For superior canal dehiscence, surgical repair to seal the abnormal opening can eliminate the sound. The surgery involves either plugging the canal or resurfacing the thin bone, and most patients notice an immediate difference in how much internal body sound they hear.

When the Sound Deserves Attention

Occasional awareness of your heartbeat in your ear, especially in quiet moments or after exercise, is common and rarely concerning.
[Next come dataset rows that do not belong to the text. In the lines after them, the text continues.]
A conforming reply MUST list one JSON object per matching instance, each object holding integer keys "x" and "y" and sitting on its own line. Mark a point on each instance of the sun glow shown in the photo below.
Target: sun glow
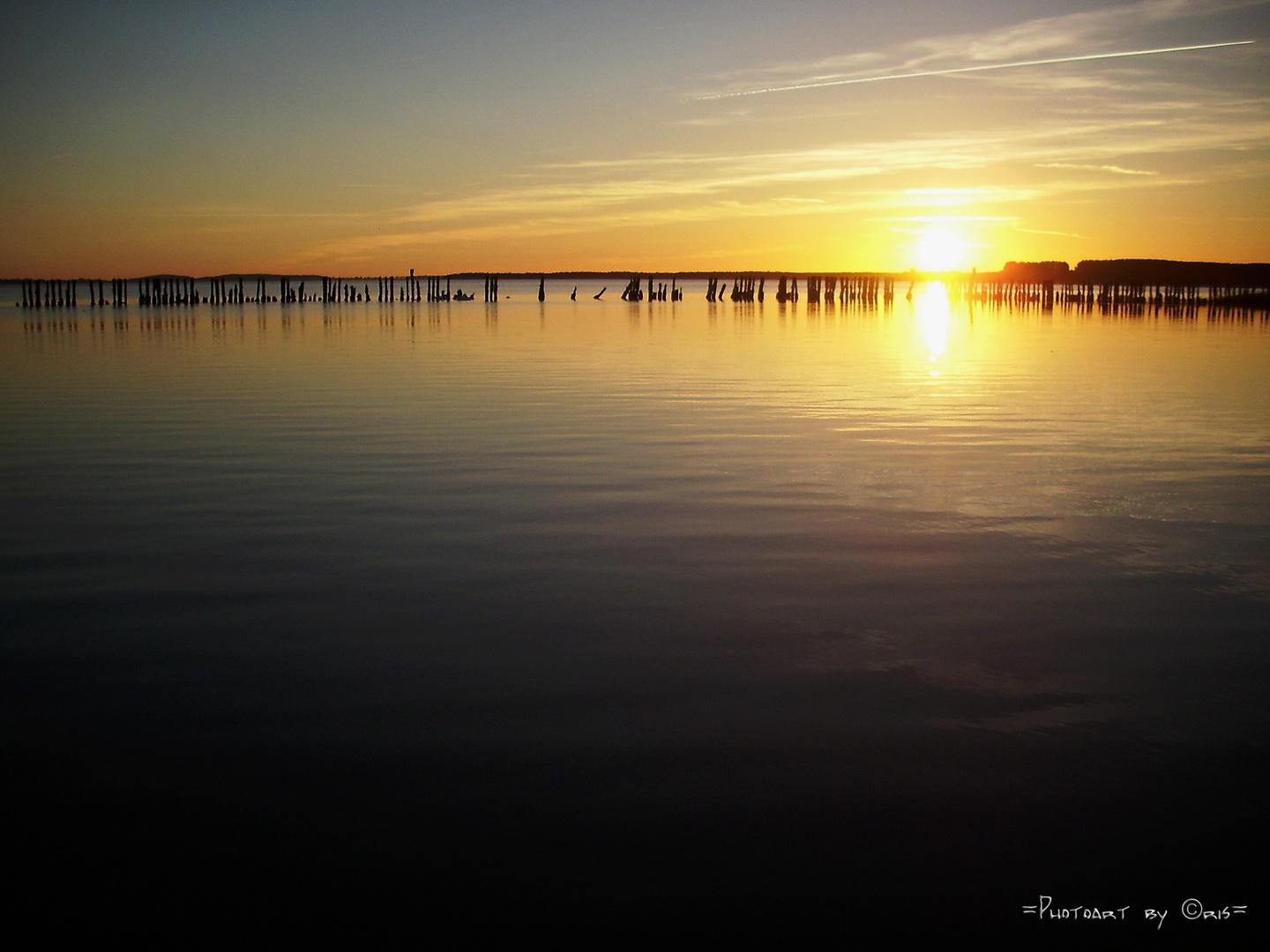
{"x": 940, "y": 250}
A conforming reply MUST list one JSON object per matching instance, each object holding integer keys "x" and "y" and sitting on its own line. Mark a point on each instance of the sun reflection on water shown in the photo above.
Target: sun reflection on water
{"x": 934, "y": 320}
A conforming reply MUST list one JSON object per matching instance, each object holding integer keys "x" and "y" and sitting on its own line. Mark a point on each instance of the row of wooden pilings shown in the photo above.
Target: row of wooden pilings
{"x": 183, "y": 291}
{"x": 1048, "y": 294}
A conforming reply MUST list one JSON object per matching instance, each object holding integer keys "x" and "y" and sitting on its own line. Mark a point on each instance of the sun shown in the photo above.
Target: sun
{"x": 938, "y": 250}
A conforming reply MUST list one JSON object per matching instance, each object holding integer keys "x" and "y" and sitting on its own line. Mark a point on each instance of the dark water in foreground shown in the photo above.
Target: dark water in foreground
{"x": 634, "y": 619}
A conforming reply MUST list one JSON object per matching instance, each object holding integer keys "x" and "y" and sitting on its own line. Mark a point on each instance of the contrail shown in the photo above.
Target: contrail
{"x": 978, "y": 69}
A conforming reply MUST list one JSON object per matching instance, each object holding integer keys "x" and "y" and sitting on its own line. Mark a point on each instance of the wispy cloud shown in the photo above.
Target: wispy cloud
{"x": 885, "y": 77}
{"x": 1067, "y": 38}
{"x": 1116, "y": 169}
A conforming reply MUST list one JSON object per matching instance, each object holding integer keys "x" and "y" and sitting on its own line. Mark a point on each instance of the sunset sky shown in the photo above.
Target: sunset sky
{"x": 362, "y": 138}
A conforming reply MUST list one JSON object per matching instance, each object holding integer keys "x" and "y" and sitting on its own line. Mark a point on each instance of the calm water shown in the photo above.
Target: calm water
{"x": 635, "y": 616}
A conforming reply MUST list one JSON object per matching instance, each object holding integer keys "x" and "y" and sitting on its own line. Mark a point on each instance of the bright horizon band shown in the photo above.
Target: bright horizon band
{"x": 978, "y": 69}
But pulsatile tinnitus that is constant, only on one side, or progressively getting louder warrants medical evaluation. The same applies if it’s accompanied by headaches, changes in vision, hearing loss, dizziness, or any neurological symptoms. These combinations can point to conditions like intracranial hypertension or vascular abnormalities that benefit from early detection and treatment. A one-sided pulsing that you can hear clearly throughout the day is one of the more straightforward symptoms to investigate, because imaging can usually identify or rule out a structural cause.